The writers of Fernwood 2-Night spared no one. "We will offend the sensitivities of a number of Americans, for which we apologize out front," admitted producer Alan Thicke. "But we're not being discriminating in our satire," he added cheerfully, "we're offending everybody, regardless of race, creed, color or income level." A few jokes, though very few, were off-limits. A line about the recent suicide of Freddie Prinze was deleted; as was a skit about two brothers fighting over whether to pull the plug on their comatose mother. (“Now,” interjected Gimble, “is it Mom or the money you want?”)
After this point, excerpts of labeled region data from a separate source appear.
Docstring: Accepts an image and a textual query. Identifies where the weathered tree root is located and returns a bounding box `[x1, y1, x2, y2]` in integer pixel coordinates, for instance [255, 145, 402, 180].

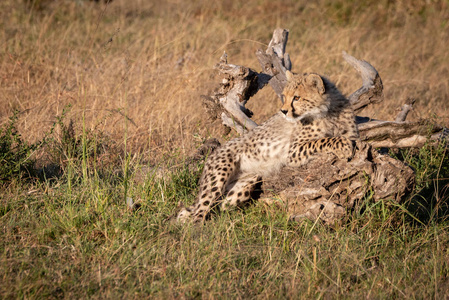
[261, 142, 415, 223]
[194, 29, 449, 223]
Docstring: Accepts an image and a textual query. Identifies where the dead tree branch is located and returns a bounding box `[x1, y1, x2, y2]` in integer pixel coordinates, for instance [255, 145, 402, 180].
[193, 29, 449, 222]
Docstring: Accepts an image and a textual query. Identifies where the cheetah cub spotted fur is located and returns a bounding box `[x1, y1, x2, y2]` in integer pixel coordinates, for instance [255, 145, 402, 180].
[177, 71, 359, 222]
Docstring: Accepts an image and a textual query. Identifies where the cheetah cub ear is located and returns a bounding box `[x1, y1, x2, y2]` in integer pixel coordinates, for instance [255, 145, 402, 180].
[304, 74, 325, 95]
[285, 70, 294, 81]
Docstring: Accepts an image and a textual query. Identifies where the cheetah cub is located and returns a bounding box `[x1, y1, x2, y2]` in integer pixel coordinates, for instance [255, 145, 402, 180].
[177, 71, 359, 223]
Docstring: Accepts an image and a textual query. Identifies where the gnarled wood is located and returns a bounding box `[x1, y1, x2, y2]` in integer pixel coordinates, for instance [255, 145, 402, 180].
[262, 142, 415, 223]
[194, 29, 449, 223]
[256, 28, 292, 101]
[343, 51, 383, 113]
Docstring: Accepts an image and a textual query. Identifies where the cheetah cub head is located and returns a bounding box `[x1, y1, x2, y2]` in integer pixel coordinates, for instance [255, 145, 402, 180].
[281, 71, 335, 122]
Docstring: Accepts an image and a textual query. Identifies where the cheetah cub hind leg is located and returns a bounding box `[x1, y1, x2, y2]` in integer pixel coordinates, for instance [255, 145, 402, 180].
[220, 174, 261, 210]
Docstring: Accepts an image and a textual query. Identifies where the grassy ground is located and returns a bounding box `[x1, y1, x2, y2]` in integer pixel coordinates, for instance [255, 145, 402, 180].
[0, 0, 449, 299]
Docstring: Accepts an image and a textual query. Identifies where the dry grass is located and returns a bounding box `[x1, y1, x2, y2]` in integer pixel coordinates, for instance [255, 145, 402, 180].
[0, 0, 449, 299]
[0, 0, 449, 161]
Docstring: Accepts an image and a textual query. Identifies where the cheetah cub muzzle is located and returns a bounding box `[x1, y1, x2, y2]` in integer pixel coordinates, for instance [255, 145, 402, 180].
[176, 71, 359, 222]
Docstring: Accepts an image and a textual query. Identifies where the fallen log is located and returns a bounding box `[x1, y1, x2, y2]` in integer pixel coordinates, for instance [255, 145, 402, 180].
[196, 29, 448, 223]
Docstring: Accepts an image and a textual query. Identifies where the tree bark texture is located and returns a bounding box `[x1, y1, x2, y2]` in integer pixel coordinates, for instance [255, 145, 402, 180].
[198, 29, 448, 223]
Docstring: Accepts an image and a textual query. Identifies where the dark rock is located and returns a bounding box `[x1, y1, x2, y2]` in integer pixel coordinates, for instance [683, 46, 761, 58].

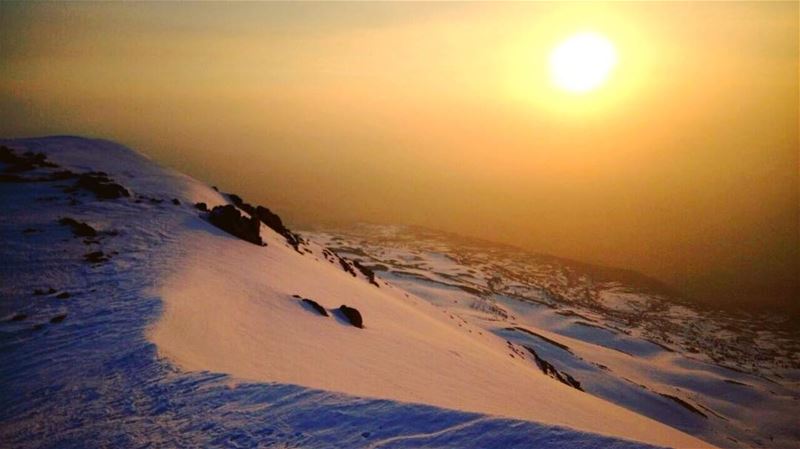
[303, 298, 329, 316]
[339, 304, 364, 329]
[336, 255, 356, 277]
[75, 172, 131, 200]
[524, 346, 583, 391]
[58, 217, 97, 237]
[208, 204, 266, 246]
[658, 393, 708, 419]
[353, 260, 380, 288]
[228, 193, 303, 250]
[33, 288, 56, 296]
[83, 251, 109, 263]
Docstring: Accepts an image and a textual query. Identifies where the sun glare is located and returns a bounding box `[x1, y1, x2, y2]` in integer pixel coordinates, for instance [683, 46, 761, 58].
[550, 33, 617, 94]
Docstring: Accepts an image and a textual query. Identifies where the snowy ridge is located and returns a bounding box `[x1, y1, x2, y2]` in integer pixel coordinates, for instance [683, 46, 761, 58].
[308, 224, 800, 448]
[0, 137, 732, 448]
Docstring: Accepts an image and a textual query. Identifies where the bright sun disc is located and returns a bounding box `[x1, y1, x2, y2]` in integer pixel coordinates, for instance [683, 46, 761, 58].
[550, 33, 617, 93]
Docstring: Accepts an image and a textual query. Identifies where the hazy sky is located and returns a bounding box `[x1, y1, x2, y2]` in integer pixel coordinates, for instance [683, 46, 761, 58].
[0, 2, 800, 312]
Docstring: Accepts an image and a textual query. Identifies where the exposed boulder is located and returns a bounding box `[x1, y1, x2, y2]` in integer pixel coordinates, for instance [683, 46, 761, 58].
[353, 260, 380, 288]
[302, 298, 329, 316]
[228, 193, 303, 252]
[525, 346, 583, 391]
[83, 251, 109, 263]
[339, 304, 364, 329]
[75, 172, 131, 200]
[58, 217, 97, 237]
[336, 255, 356, 277]
[208, 204, 266, 246]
Other guests included Linda Barry, owner of the Fernwood Nudist Colony, mechanic Virgil Sims, Barth's aunt Edity, a couple discussing the La Fromage method of childbirth, the founder of the Church of the Divine Lemonade, and the Salvation Army Singers performing "Da Do Ron Ron." Happy Kyne led the ragged, four-piece studio band, the Mirth Makers, when not touting his franchised dental service.

Although this bizarre program was only marginally successful in its summer of 1977 run, Norman Lear brought it back in April 1978 as America 2-Night. Barth and Jerry had moved to Alta Coma, California, “the unfinished furniture capital of the world,” and hoped to boost the show with appearances by major Hollywood stars. (Many did appear, playing parodies of themselves, including Charlton Heston, Robin Williams, George Gobel, Elke Sommer, and Gary Burghoff.) The new series got off to a grand start with a week-long buildup for "Electrocution Night '78" in which a convict was to be executed on stage while his wife lined up book, movie and T-shirt deals. Viewers had a chance to participate by entering an "I would like to throw the switch because..." contest.